Article ID | Journal | Published Year | Pages | File Type |
---|---|---|---|---|
1517070 | Journal of Physics and Chemistry of Solids | 2008 | 6 Pages |
We have prepared lithium aluminum silicate (LAS) glasses of compositions (wt%) 10.6Li2O–71.7SiO2–7.1Al2O3–4.9K2O–3.2B2O3–2.5P2O5(LAS-P) and 10.6Li2O–71.7SiO2–7.1Al2O3–4.9K2O–3.2B2O3–1.25P2O5–1.25TiO2 (LAS-PT) by the conventional melt quench technique. P2O5 and TiO2 are added as nucleating agents to transform them into glass ceramics. We have studied the interdependence of different phases formed, microstructure, thermal expansion coefficient (TEC), and microhardness (MH) using X-ray diffraction (XRD), scanning electron microscopy (SEM), thermo-mechanical analysis (TMA), and MH (μ-hardness) measurements. The incorporation of TiO2, in addition to P2O5, greatly affects phase evolution and morphology, thereby affecting the thermo-physical properties.
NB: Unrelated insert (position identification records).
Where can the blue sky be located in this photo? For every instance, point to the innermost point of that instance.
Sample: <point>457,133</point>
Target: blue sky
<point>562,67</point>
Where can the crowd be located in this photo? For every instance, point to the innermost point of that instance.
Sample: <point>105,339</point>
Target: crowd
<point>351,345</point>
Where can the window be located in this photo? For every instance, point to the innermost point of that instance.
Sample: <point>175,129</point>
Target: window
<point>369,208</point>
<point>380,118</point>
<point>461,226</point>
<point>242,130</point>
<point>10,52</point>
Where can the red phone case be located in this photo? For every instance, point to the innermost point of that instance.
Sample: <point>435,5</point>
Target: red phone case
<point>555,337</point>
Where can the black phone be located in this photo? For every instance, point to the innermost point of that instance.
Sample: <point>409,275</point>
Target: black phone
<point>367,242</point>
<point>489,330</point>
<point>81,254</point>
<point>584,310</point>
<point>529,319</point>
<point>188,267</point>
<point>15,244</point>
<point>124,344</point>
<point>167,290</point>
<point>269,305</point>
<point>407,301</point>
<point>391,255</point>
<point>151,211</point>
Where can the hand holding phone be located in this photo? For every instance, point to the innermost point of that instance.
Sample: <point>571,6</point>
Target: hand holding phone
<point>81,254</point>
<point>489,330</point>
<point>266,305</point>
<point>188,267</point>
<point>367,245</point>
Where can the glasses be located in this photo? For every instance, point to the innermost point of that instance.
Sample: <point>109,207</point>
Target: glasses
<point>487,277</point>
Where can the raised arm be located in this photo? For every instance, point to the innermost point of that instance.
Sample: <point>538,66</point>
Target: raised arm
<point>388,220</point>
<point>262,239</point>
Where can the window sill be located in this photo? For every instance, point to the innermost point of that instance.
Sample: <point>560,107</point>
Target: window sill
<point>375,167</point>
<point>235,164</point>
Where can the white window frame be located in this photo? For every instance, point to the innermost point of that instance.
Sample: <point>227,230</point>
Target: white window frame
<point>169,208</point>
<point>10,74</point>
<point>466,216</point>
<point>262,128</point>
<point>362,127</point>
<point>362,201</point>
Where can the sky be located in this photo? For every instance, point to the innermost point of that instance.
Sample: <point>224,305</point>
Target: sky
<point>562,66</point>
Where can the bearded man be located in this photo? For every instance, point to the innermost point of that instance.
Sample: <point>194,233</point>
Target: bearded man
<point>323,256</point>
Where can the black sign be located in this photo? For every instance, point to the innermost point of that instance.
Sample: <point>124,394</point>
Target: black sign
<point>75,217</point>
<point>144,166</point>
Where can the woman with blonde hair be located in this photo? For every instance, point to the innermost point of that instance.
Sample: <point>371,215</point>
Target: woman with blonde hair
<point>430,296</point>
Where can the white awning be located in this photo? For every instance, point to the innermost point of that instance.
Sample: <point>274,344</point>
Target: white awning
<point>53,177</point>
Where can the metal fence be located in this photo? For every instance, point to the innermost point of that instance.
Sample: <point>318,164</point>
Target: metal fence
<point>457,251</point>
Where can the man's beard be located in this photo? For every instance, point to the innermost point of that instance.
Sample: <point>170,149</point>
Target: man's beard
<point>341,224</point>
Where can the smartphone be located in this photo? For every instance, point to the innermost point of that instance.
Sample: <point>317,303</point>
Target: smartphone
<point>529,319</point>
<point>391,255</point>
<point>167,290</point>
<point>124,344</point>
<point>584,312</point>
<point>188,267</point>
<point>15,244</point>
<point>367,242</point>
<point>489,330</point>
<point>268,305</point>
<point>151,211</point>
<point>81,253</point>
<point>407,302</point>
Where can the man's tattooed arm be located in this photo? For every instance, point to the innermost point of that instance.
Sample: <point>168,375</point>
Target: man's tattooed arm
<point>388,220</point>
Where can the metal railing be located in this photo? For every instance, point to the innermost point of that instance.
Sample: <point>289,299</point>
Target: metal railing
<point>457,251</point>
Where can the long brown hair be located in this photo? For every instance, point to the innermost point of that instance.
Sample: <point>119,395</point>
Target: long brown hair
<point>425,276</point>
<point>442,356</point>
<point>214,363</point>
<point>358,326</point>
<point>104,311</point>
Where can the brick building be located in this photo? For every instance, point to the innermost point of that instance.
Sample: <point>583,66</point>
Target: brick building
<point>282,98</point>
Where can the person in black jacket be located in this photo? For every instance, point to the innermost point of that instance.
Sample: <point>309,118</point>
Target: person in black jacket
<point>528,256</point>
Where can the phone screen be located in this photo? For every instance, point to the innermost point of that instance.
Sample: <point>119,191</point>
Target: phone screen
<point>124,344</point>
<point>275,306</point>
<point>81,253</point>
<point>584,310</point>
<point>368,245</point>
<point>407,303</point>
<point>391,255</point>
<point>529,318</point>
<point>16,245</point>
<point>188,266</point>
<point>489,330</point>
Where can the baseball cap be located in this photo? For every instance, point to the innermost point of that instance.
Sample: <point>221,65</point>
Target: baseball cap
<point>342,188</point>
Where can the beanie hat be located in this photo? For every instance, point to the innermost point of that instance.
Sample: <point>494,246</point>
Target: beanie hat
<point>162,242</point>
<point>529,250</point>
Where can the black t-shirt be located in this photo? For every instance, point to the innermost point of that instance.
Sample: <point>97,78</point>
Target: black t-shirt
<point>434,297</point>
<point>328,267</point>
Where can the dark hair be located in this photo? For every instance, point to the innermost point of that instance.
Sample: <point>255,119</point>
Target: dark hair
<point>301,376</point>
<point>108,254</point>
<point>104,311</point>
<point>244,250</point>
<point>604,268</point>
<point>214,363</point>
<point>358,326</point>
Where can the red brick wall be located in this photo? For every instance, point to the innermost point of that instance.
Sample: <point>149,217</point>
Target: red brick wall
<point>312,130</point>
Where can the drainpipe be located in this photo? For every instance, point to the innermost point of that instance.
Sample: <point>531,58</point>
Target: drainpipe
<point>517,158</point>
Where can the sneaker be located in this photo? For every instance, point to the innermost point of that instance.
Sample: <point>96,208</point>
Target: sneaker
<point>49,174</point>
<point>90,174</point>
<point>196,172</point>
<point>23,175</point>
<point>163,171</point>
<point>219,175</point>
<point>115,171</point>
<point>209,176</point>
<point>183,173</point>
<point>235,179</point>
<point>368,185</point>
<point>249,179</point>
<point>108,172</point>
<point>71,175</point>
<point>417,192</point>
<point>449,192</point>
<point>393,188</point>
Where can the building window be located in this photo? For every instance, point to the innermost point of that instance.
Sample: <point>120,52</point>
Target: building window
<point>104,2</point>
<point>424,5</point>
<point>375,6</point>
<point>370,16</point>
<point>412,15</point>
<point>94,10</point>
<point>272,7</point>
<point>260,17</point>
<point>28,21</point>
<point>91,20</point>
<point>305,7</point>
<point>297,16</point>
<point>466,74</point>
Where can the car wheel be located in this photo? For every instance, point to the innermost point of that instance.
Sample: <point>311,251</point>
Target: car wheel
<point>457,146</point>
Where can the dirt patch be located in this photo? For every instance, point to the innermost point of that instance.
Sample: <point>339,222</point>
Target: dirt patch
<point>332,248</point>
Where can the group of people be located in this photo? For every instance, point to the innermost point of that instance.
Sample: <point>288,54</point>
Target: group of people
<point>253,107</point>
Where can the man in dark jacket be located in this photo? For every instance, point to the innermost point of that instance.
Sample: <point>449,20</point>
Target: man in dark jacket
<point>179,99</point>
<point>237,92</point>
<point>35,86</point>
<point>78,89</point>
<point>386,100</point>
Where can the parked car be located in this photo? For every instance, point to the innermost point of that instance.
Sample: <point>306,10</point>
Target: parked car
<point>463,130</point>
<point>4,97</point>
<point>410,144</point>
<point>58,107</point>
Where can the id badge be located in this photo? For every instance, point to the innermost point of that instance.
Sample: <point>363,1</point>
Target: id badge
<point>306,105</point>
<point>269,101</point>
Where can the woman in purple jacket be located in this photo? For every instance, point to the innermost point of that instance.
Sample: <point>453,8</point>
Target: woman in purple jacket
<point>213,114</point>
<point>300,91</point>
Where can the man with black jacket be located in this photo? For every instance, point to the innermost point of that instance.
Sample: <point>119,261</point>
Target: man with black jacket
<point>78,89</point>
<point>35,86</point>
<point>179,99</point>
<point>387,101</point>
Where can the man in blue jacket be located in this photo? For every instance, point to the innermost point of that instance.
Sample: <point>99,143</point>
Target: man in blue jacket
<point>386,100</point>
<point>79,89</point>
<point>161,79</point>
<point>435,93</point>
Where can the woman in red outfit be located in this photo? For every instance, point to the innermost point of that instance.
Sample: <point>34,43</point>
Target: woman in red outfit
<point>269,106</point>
Its presence resulted in the formation of only lithium disilicate phase in LAS-PT samples as compared to lithium disilicate and quartz in LAS-P samples on heat treatment at 820 °C. This produced low-aspect-ratio plate-like crystallites in LAS-PT vis-à-vis granular microstructure in LAS-P. Consequently due to the combined effect of both phase formation and morphology a single-phase glass ceramic with overall higher MH, TEC, and glass transition temperature (Tg) is produced.